Mais au-delà des griefs classiques, c’est la dramaturgie politique qui frappe. Le PJD ne s’est pas contenté d’apparaître comme une opposition parmi d’autres. Il a cherché à redevenir le centre de gravité de la contestation parlementaire. C’est un choix stratégique. Après sa lourde défaite de 2021, le parti sait qu’il ne peut revenir qu’en recréant du clivage, de la polarisation, de la mémoire politique. Il lui faut réactiver une base, remobiliser ses fidèles, et surtout convaincre qu’il n’est pas condamné à la marginalité.

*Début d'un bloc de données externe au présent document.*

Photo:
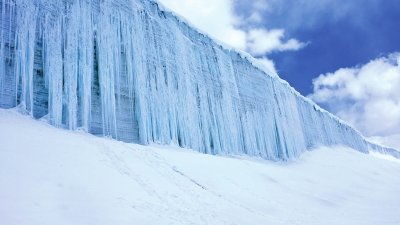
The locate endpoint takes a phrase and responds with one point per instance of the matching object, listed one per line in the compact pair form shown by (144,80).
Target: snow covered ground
(392,141)
(51,176)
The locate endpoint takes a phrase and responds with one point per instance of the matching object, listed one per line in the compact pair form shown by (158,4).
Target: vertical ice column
(109,60)
(53,67)
(85,61)
(25,44)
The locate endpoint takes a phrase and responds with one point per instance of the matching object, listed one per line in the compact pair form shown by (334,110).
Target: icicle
(130,71)
(25,44)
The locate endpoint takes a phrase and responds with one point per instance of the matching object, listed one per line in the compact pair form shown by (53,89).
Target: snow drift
(129,70)
(52,176)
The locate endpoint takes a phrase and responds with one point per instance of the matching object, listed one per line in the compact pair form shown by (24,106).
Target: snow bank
(52,176)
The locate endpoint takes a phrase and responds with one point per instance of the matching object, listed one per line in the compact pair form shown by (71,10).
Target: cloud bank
(217,18)
(367,96)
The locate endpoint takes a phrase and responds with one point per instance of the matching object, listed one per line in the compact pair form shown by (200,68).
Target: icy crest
(131,71)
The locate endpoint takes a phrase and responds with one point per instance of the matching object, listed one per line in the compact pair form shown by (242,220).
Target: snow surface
(52,176)
(392,141)
(126,69)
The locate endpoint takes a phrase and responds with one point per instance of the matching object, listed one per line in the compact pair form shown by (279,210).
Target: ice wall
(131,71)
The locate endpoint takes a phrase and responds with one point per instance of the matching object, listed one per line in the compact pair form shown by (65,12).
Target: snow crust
(54,176)
(137,73)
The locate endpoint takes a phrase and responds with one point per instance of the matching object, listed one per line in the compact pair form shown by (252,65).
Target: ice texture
(130,70)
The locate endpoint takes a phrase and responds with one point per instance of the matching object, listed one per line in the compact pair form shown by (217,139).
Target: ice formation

L’élément le plus intéressant n’est peut-être pas dans la charge contre le gouvernement, mais dans le message politique sous-jacent : le PJD ne veut pas être une force d’appoint. Par son SG, le parti fait savoir qu’il ira aux élections pour les gagner et diriger le gouvernement, et qu’à défaut, il resterait dans l’opposition plutôt que d’intégrer une majorité qui ne serait pas conduite par lui. Formellement, c’est une ligne de fermeté. Politiquement, c’est une tentative de clarification identitaire.

Cette posture mérite attention. Elle rompt avec les logiques plus souples de coalition qui structurent souvent la vie politique marocaine. Elle revient à dire : nous préférons la cohérence à la participation subalterne. C’est un pari à double tranchant. D’un côté, il peut redonner au parti une colonne vertébrale, un récit, un ressort militant. De l’autre, il peut aussi enfermer le PJD dans une stratégie du tout ou rien, au risque de réduire sa marge de manœuvre dans un paysage politique où les majorités se construisent rarement sur une logique binaire.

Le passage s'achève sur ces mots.